2) Don't compress monochrome images using JPEG
3) If you are going to work with images, don't keep converting them back and forth, work with the original until you are done, then make a PDF file from that, if you really must.
4) If you really insist on doing all this, don't compound the problem by using more anti-aliasing. Remove the -dGraphicsAlphaBits from the command line. You might as well remove -dTextAlphaBits as well since your files contain no text. Please read the documentation before using switches and understand what it is you are doing.
You should really think about your workflow here. Obviously we don't know what you are doing or why, so there may well be good reasons why some things are not possible, but you should try and avoid manipulating images like this. Because these are not vector, every time you make a change to the image data you are potentially losing information which cannot be recovered at a later stage. By making many such transformations (and your workflow as depicted seems to perform as many as 5 transformations from the 'original' image data) you will unavoidably lose quality.
If possible retain everything as vector data. When it is unavoidable to move to image data, create the image data as you need it to be finally used, do not transform it further.
I've had a closer look at the files you provided, see here:
So, already the first image (image_raw), the result of the mogrify resize command, is fairly blurry at 1062x1375. While the blurriness does not get worse in the second image (image_stamped) which is the result of the third-party tool, the third image (extracted from your output.pdf), i.e. the result of that convert command, is even more blurred which is due to the graphic being resized (which is something you explicitly tell it to do).
I don't know at which resolution your fax program works, but there is more quality loss still, at least due to 24 bit colors to black-and-white transformation.
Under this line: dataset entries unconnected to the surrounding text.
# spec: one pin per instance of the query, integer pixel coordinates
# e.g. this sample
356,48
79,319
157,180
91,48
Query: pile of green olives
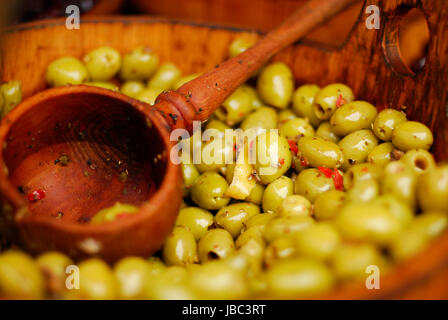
353,187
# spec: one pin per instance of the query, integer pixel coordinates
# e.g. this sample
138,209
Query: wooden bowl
369,62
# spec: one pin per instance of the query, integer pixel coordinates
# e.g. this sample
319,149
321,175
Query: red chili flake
340,101
36,195
326,171
338,180
293,146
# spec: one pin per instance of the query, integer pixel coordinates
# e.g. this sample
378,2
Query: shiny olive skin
280,248
102,63
361,171
359,221
432,189
349,261
295,205
321,153
235,108
275,85
139,64
240,45
208,191
412,135
318,241
102,84
96,281
352,116
233,217
197,220
303,100
66,70
381,155
386,121
132,274
216,281
263,118
419,160
273,156
324,132
215,244
328,204
132,88
356,146
285,226
299,277
180,247
400,180
311,182
296,128
329,98
165,77
20,277
11,95
276,192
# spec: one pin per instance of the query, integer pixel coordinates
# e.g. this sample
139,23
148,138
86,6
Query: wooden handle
199,98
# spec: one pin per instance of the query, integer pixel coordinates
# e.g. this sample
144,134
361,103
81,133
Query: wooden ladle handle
199,98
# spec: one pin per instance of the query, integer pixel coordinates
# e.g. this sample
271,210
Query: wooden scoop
69,152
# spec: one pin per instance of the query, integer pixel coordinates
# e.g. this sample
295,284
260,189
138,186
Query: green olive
139,64
331,97
385,123
285,226
400,180
165,77
276,192
275,85
102,63
328,204
359,221
132,274
102,84
298,278
114,212
280,248
419,160
53,265
412,135
381,155
132,88
432,189
324,132
296,128
233,217
320,153
96,281
180,247
352,116
216,280
215,244
197,220
239,45
319,241
303,100
66,70
263,118
235,108
311,182
295,205
356,146
349,261
273,156
208,191
20,277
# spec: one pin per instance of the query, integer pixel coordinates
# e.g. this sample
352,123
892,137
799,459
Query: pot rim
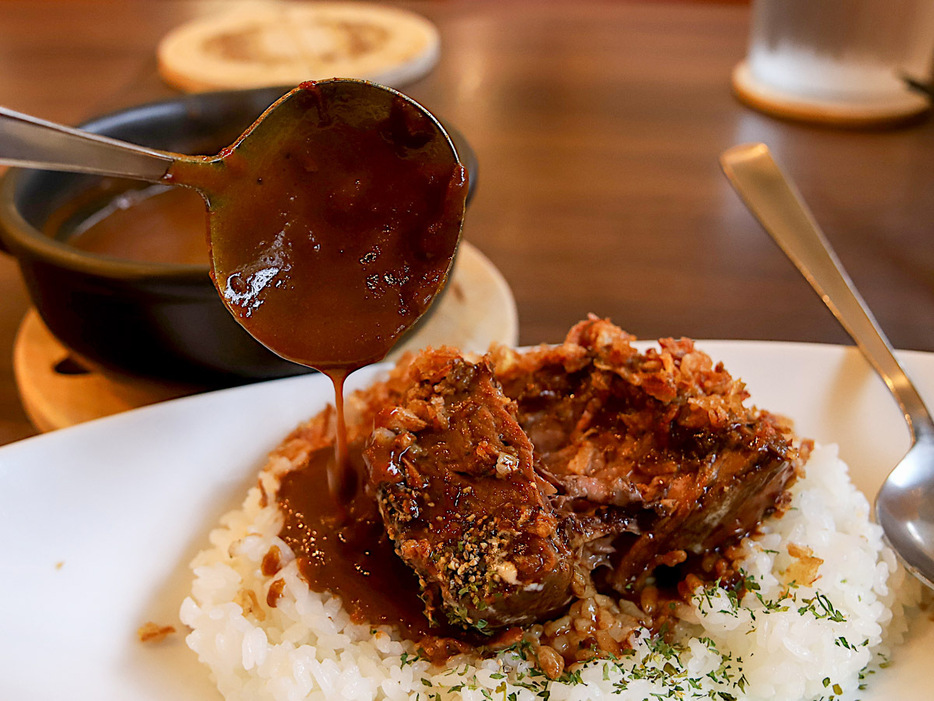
17,233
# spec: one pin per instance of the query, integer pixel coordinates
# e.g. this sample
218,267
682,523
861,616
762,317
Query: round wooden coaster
286,43
57,390
868,113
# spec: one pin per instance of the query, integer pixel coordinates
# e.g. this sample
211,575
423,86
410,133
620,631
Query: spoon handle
778,206
35,143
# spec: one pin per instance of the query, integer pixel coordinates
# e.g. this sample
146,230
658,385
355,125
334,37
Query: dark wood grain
597,126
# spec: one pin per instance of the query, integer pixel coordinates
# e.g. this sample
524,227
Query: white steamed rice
779,642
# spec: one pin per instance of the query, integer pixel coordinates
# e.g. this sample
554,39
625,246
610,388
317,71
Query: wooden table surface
597,126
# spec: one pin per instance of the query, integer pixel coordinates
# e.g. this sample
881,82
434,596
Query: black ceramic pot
151,319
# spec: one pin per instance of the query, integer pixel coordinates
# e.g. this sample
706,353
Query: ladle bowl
904,506
158,320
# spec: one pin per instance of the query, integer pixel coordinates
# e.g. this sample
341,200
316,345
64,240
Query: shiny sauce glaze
331,233
344,548
331,229
151,225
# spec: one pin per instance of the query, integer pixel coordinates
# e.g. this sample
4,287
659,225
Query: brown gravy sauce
331,233
151,225
344,548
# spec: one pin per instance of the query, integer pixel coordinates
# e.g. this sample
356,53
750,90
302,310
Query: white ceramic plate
99,521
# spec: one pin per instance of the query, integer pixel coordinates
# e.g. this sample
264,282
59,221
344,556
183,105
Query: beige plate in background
286,43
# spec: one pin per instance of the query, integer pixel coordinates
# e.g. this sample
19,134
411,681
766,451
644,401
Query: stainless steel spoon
904,506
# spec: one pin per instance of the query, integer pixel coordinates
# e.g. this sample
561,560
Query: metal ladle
332,168
904,506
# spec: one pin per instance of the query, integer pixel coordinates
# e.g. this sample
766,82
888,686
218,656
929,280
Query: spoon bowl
904,506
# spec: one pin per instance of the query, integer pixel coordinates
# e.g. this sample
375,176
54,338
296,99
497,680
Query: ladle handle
35,143
778,206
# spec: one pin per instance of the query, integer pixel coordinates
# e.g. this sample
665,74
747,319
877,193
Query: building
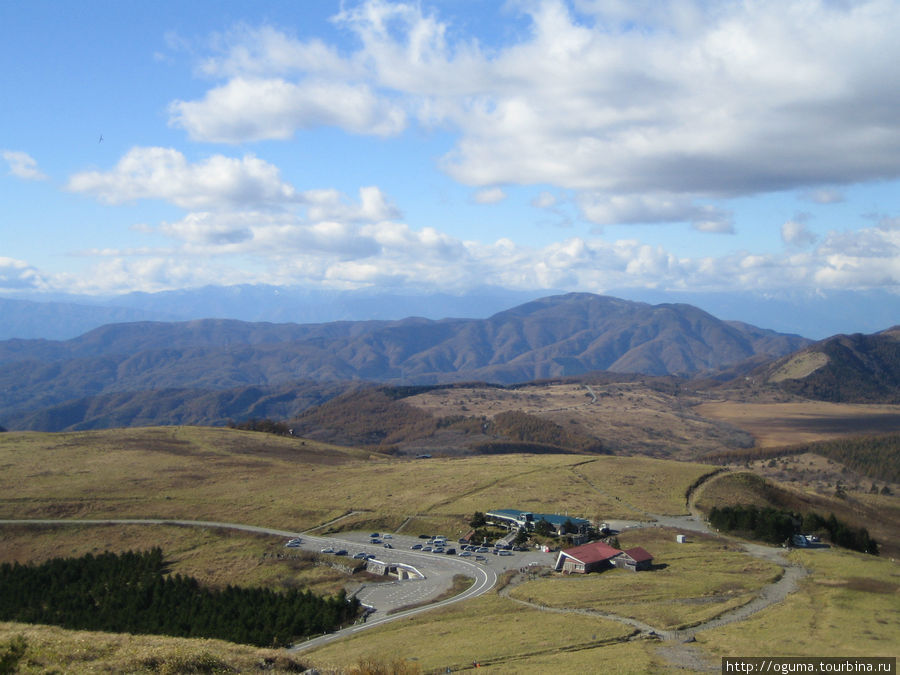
515,519
634,559
597,556
593,557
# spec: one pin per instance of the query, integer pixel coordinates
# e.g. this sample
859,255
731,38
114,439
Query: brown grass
690,583
848,606
246,477
776,424
628,417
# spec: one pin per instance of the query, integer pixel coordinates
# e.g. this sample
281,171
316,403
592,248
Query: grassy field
692,582
879,514
213,556
54,650
253,478
628,417
489,630
848,606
If you insist on the work flow (i.e. pdf->png->stamped png->pdf->fax) you should
in the initial rasterization already use the per-inch resolution your rastered image will have in all following steps (including fax transmission),
refrain from anti-aliasing and use of alpha bits (cf. KenS' answer), and
restrict the rasterized image to the colorspace available to the fax transmission, i.e. most likely black-and-white.
PS As KenS pointed out, already the original PDF is merely a container for an image (with some blur to start with). Therefore, an alternative way to improve your workflow is to extract that image instead of rendering it, to stamp that original image and only resize it (again without anti-aliasing) when faxing.